Undeniable is that Putin’s power in the Mideast is now dramatically confirmed. Russia and Turkey are traditional enemies. Syria and Turkey have been at odds since 2011. The United States had no role in this important summit.
The decision last year by Putin to intervene with military force in the brutal combat in Syria furthered this expansion of regional influence. In the short term, Moscow greatly increased the staying power of the beleaguered regime of Syria President Bashar al-Assad.
Historically, Moscow has been preoccupied with secure national borders, especially in Eastern Europe, and generally abstained from sending military forces long distances. This traditional approach has now been abandoned by Putin, who has become a daring military gambler in the Mideast.
Russia has a long history of involvement in the volatile region, especially Syria. The profoundly serious Suez Crisis of 1956 resulted in sharp rupture among western allies, as the Eisenhower administration refused to support a combined military assault by Britain, France and Israel to retake the Suez Canal and seize the Sinai Peninsula from nationalist Egypt.

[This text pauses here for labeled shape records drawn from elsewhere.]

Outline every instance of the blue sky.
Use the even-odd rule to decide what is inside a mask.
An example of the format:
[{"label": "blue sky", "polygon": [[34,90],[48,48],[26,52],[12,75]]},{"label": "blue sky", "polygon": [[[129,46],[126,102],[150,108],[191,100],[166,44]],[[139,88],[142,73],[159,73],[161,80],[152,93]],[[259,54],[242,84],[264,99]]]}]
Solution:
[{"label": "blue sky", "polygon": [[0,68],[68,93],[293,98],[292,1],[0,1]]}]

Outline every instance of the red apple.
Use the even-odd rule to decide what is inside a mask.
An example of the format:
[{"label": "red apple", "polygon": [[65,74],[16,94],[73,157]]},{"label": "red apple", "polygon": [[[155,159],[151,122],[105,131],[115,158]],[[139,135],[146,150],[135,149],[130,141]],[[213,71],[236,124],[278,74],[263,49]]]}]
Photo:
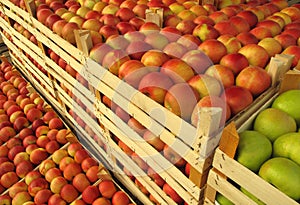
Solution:
[{"label": "red apple", "polygon": [[92,204],[100,196],[100,192],[97,186],[90,185],[82,192],[82,199],[88,204]]},{"label": "red apple", "polygon": [[264,68],[269,61],[268,52],[261,46],[256,44],[248,44],[239,50],[243,54],[250,65]]},{"label": "red apple", "polygon": [[163,186],[163,191],[169,195],[176,203],[183,203],[183,199],[178,195],[178,193],[167,183]]},{"label": "red apple", "polygon": [[129,204],[129,197],[123,191],[117,191],[112,197],[113,205],[125,205]]},{"label": "red apple", "polygon": [[198,92],[189,84],[178,83],[168,90],[164,99],[164,106],[182,119],[189,121],[192,109],[199,97]]},{"label": "red apple", "polygon": [[251,92],[239,86],[226,88],[222,97],[225,97],[233,115],[236,115],[253,102]]},{"label": "red apple", "polygon": [[111,199],[113,195],[117,192],[117,188],[113,181],[111,180],[103,180],[98,185],[100,194],[107,198]]},{"label": "red apple", "polygon": [[200,44],[199,49],[203,51],[213,63],[219,63],[221,58],[227,54],[224,44],[216,39],[209,39]]},{"label": "red apple", "polygon": [[230,53],[221,58],[220,65],[231,69],[236,76],[241,70],[249,65],[249,62],[247,58],[240,53]]},{"label": "red apple", "polygon": [[208,39],[218,38],[220,33],[212,25],[203,23],[194,28],[193,35],[197,36],[202,42],[204,42]]}]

From that time until the end of the Cold War, Moscow had significant influence. Hafez al-Assad, father of the current president, helped instigate a successful 1963 coup. By 1970, he consolidated his position and ruled until 2000. Ironically given developments today, he was regarded as relatively moderate and an economic modernizer, though in the context of a dictatorship.

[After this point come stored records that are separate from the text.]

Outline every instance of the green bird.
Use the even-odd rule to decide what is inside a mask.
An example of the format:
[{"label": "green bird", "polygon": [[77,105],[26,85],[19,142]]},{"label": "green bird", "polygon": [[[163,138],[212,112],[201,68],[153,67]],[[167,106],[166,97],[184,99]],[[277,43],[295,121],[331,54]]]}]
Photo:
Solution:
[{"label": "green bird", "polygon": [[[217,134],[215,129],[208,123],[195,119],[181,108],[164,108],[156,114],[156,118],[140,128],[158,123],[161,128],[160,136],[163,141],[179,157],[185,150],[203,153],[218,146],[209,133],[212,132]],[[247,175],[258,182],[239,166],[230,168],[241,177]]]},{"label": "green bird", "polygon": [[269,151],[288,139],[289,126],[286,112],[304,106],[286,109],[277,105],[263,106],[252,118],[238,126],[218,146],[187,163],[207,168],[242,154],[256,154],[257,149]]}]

Syria developed close military partnership with Egypt, and the two nations went to war together against Israel in October 1973. The Yom Kippur War also witnessed American-Soviet nuclear confrontation. This crisis arguably was as serious as the Cuban Missile Crisis of October 1962, though conducted almost entirely outside public view, in great contrast to the confrontation over missiles in Cuba.

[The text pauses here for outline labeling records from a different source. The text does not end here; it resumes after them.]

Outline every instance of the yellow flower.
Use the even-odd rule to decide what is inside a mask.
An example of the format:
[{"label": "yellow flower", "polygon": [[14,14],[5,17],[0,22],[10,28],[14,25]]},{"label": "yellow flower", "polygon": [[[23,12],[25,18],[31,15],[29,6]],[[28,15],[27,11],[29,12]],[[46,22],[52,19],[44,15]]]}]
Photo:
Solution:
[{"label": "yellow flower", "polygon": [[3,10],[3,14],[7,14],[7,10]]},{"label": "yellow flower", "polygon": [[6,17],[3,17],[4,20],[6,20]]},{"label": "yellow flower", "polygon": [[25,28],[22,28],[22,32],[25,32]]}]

The Watergate domestic political crisis colors recollections among some Nixon administration officials. Nevertheless, reasonable conclusions can be drawn.
First, Nixon aggressively pursued the essential need to get aid to Israel. At the same time, Israel was pressured successfully to show restraint regarding encircled Egyptian forces. In short, vital U.S. interests in the region were recognized clearly and protected.
Second, visible actions were taken to demonstrate U.S. military resolve: B-52 bombers were moved from Guam to the U.S., the Army’s 82nd Airborne Division was placed on alert.
Third, the U.S. ultimately did not pursue a proposed joint ‘condominium’ proposed by the Soviets. Interests were too divergent on both sides. This bears directly on diplomatic efforts by Putin for international collaboration regarding Syria. The Moscow summit is a culmination of his strategy.
President Jimmy Carter brokered Egypt-Israel peace. President George H.W. Bush and Secretary of State James Baker initiated complex multilateral negotiations which resulted in partial Israeli-Palestinian reconciliation. Moscow was involved.
Putin seized the opportunity and persuaded Syria to abandon nuclear weapons. In the future, this event may be seen as the beginning of declining American influence.